Researchers Expanded the Popular MNIST Dataset With 50 000 New Images

Researchers from New York University and Facebook AI Research have restored and expanded the wide known MNIST dataset. Their idea was to recover the original MNIST (who is assumed to be forever lost) by reconstructing the missing part of the MNIST data.

MNIST is one of the most popular and most used datasets for building and testing image processing systems. A lot of research work in the past decades has developed methods using MNIST and the dataset itself has become a baseline for many image processing problems.

Arguing that the official MNIST dataset with only 10 000 images is too small to provide meaningful confidence intervals, they tried to recreate the MNIST preprocessing algorithms.
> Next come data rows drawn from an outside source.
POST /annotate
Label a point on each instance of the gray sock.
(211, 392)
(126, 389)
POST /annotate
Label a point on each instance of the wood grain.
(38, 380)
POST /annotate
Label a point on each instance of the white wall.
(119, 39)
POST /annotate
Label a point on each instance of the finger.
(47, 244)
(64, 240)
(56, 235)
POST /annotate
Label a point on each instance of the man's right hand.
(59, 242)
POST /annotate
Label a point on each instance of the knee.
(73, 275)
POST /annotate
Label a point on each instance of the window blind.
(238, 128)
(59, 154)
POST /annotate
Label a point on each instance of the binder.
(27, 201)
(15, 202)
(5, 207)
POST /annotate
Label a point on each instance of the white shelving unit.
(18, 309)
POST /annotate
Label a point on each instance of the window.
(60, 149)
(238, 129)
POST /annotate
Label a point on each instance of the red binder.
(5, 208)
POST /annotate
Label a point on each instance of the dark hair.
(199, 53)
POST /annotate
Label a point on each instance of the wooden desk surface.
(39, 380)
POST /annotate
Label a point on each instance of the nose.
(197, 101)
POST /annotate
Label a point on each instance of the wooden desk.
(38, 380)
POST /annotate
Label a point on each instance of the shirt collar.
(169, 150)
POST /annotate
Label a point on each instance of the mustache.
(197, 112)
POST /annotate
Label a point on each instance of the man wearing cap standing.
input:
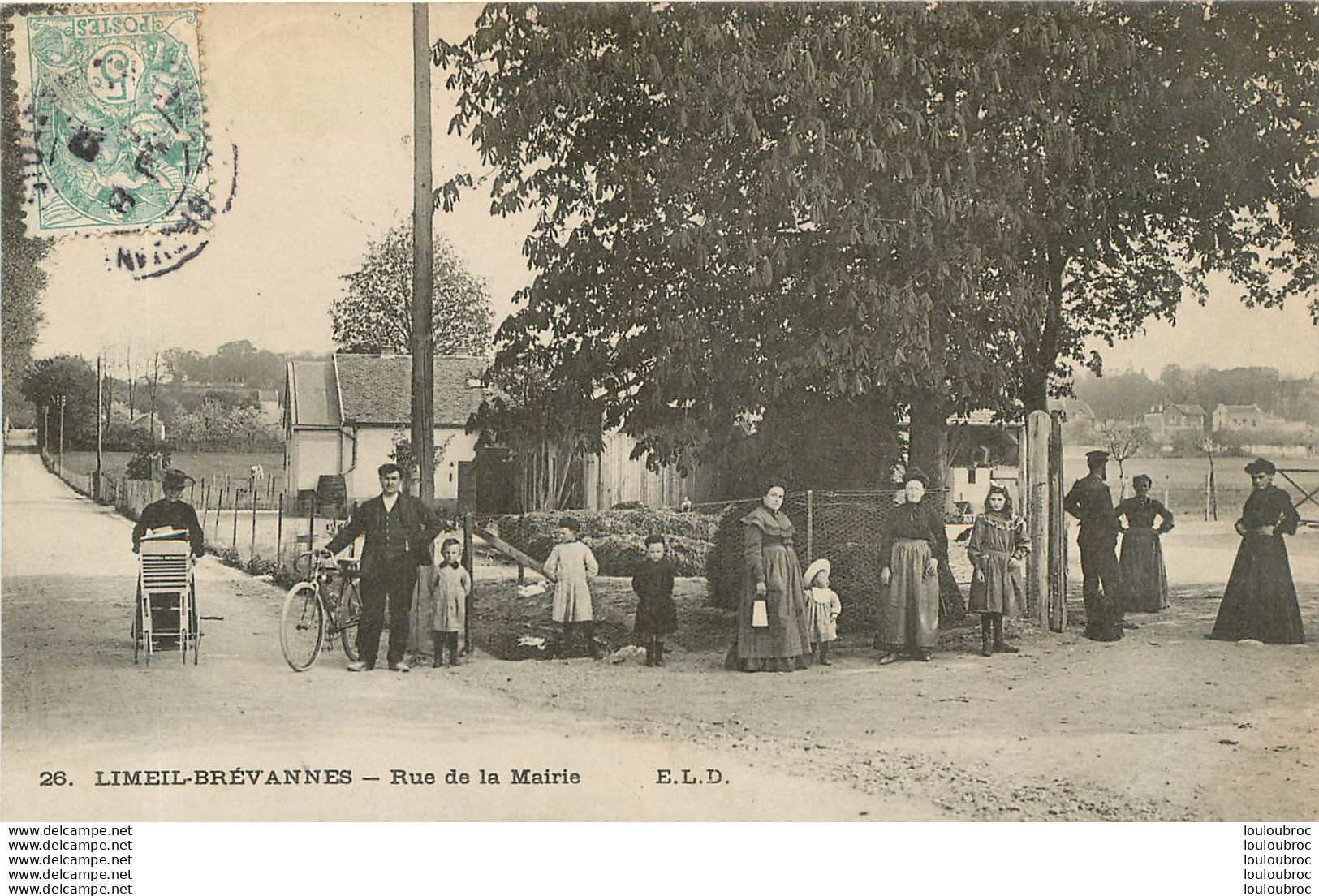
(1091, 503)
(399, 532)
(170, 514)
(1260, 601)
Through an iterative process, researchers tried to generate an additional 50 000 images of MNIST-like data. They started with a reconstruction process given in the paper introducing MNIST and used the Hungarian algorithm to find the best matches between the original MNIST samples and their reconstructed samples.
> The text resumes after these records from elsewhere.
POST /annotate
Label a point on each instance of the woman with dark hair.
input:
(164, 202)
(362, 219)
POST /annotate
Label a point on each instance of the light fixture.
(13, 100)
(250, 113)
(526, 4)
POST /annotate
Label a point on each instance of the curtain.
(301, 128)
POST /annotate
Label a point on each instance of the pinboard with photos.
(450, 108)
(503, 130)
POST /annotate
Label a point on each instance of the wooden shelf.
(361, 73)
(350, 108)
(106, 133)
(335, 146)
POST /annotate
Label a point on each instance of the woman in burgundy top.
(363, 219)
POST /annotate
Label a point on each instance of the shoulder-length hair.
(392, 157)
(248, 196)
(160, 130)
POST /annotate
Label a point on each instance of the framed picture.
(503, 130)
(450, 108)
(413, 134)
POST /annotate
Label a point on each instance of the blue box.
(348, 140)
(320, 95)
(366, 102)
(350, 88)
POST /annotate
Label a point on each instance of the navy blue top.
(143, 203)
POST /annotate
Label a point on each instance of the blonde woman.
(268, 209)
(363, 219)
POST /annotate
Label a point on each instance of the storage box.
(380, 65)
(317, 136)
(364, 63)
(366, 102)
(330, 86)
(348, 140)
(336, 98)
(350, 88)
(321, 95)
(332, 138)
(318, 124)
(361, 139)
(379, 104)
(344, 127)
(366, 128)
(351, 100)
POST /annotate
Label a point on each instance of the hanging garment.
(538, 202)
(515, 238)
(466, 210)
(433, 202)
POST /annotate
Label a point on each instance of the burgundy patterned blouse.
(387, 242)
After many iterations of improvements in the reconstruction algorithm trying to extract the best matches between the generated and the original samples, researchers improved the samples and generated a dataset of an additional 50 000 digit images.

The new expanded MNIST dataset will allow examining the existing methods and investigating their generalization capabilities since many of them might have been overfitting on the small MNIST official testing set.

The dataset, as well as a detailed explanation of the reconstruction process,  can be found on Github. The pre-print paper is available on arxiv.